I think I am getting the hang of it.
I did some editing of the LG door and surrounding airplane skin, to open up the opening. Then I drew the drag struts and connected them to the fuselage with a hinge, and to the LG bogie with a ball joint. Worked FIRST TIME!!!!

Then SU crashed, and I had to start much of it over from the autosave copy.
SU has been crashing a lot lately as I am playing a lot with joints. It seems to crash about 4 hours into my playtime. I've now learned if SU crashes, I need to reboot my PC to clear the crap out of RAM, otherwise SU will crash again soon after reloading the file.
When playing with SP, SAVE OFTEN!!!! Or keep the autosave running on short intervals.
Anyway, it's NOT posted here yet, because I had a dimension error in the strut, so it looks real weird when running. But it does do what I want it to do. I'll fix that and post it later.
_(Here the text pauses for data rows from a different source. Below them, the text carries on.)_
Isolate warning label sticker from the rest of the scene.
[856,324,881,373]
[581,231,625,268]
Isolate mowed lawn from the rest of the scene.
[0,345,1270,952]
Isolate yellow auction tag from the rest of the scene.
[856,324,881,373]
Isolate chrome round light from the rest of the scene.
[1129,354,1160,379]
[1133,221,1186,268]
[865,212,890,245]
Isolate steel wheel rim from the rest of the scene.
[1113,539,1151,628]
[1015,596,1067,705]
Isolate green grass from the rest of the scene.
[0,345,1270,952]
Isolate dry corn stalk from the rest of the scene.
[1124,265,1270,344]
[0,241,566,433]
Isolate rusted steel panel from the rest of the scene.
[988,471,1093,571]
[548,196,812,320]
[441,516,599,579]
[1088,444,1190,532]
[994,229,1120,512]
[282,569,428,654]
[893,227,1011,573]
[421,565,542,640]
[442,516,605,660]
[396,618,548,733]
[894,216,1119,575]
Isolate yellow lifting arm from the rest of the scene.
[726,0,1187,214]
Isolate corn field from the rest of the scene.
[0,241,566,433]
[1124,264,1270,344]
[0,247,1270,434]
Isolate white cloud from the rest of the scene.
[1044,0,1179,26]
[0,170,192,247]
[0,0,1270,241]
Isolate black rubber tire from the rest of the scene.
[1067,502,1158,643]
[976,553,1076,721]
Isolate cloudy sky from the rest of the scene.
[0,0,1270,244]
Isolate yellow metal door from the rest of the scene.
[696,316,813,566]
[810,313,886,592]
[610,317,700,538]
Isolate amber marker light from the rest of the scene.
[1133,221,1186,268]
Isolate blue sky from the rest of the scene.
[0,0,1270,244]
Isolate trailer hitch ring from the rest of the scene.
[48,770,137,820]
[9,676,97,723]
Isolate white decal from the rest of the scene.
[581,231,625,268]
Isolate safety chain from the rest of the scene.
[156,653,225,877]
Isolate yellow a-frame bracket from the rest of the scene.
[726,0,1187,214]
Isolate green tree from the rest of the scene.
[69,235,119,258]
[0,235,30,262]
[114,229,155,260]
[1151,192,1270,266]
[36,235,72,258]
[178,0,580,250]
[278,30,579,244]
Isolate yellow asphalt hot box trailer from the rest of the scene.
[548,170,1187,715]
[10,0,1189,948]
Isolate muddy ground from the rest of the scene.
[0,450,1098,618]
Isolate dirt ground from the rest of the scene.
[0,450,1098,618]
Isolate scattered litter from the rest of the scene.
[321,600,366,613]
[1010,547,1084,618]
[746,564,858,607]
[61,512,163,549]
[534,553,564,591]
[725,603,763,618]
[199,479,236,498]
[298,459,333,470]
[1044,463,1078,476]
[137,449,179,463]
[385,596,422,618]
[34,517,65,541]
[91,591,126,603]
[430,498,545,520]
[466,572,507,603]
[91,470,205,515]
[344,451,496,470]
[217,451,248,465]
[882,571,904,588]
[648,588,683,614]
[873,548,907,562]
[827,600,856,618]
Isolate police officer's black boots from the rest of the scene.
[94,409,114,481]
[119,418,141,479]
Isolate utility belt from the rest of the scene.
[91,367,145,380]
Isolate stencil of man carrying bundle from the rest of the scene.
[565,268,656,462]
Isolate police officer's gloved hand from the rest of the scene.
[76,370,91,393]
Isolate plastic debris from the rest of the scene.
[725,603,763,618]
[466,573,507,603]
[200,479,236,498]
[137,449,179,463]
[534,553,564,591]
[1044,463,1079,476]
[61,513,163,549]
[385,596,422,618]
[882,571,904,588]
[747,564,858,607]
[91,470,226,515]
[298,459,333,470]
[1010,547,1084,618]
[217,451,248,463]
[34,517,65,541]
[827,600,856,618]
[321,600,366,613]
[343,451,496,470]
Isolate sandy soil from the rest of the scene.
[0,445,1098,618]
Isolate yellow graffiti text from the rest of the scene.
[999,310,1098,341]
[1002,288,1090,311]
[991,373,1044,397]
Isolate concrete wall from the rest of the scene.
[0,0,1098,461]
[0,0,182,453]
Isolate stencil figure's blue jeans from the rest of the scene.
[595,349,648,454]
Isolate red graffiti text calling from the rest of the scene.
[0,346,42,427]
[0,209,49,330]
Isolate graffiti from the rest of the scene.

My process flow as above seems to work.
Rule #1: Best to put the joints on the moving parts, as Chris suggested. I've tried both ways now, and the new way is far less problematic as you get deeper into the model.
Now the following may not be entirely true for the newer capsule joints, but I haven't had time to test them yet.
Step 1) Make your moving part, and group it, including any other parts attached to it.
2) Set the shape of the moving part appropriately.
I have found that Convexhull is great for anything that cannot be adequately defined by the geometrical shapes (box, cylinder, etc)
3) Attach a joint to the part.
3) Connect the joint with the Joint Connector, first clicking on the joint, then CTRL-Click on the moving part.
4) CRITICAL: Group the joint and the moving part group.
5) With the Joint Connector, click on the joint and then CTRL-click on the stationary group.
Do not group these.
If your moving part is connected at the other end to another moving part (chain linked), you have a choice. You can put the joint on either part.
If you chose the other part, do as above steps 1 - 5.
If you chose to put the joint on the first moving part, you need to UNGROUP (explode; not edit) the part and the first joint, place the second joint, connect the second joint to the part, then regroup both joints and the part. Only then connect the second joint to the second part, but DO NOT group them.
This way, the whole assembly can be as complex as you want, and the joints/parts are easily edited. Again, if you have a main part with other moving parts hanging off it, put all the joints on the other moving parts hanging off it.
One other thing I have noticed. If you need to edit a part where the joint is attached, ie: lengthen it at that end, explode the joint/part group, DELETE the joint, make the edits, and then replace the joint, regroup and reattach as new. Editing a part which may move the joint in place will cause problems.
More later. I feel a whole lot better now.